The ink of this agreement has scarcely dried before the G7 convenes - like a council of generals reassembling after the first skirmish, still clutching maps that may already be obsolete. The Americans and Iranians have declared an end to the war, or so they say, but the battlefield does not pause for declarations. The guns may fall silent in one valley while the embers smolder in another, and the real question is not whether the fighting stops, but whether the peace that follows is anything more than a truce between exhausted men who have not yet agreed on the terms of surrender.

This reminds me of the armistice of 1918, when the guns ceased but the terms of the peace were still being haggled over the corpses of empires. The difference then was that the victors had the will - and the wisdom - to impose order. Now? The G7 meets as a chorus of caution, each nation hesitant to commit lest they be accused of overreach, each waiting to see who will bear the burden of enforcement. France, ever the diplomat, will propose frameworks; Germany will calculate costs; Britain will nod sagely while wondering if anyone else is paying attention. And America? America will have its deal, signed in haste, and now must decide whether to stand behind it or let the wind of public opinion shift its course.

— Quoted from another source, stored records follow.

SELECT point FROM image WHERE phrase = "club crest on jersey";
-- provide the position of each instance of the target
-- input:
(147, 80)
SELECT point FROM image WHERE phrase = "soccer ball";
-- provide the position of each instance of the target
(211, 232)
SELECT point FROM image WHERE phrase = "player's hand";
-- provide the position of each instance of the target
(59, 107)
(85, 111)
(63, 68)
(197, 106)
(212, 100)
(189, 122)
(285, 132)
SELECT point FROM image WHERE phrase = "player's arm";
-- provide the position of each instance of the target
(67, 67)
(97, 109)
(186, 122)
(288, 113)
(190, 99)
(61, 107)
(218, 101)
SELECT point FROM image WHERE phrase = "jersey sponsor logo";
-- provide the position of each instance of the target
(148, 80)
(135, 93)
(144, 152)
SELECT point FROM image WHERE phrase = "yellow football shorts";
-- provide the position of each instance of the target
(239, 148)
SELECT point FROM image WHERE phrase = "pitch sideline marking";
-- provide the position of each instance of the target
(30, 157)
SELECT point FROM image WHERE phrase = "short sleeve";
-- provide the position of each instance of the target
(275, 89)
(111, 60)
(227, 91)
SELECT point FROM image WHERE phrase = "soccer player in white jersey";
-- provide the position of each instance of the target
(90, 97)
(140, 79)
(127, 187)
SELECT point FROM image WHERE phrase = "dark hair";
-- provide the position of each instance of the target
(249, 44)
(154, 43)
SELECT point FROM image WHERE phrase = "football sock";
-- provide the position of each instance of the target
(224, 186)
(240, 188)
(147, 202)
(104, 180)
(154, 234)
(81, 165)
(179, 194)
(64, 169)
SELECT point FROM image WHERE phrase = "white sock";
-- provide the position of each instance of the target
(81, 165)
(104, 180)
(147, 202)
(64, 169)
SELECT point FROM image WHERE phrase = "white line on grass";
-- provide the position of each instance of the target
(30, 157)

The most dangerous moment is not the signing of the treaty, but the silence that follows. The people of the Middle East will not know if this is peace or merely the lull before the next storm. And the G7, for all its power, will find that the weight of history does not bend to summits or handshakes. It bends to those who are willing to hold the line when the going is toughest.

One thing is certain: if this agreement is to hold, it will not be because of the goodwill of men, but because of the resolve of nations to see it through. And that resolve, my dear diary, is in shorter supply than ever.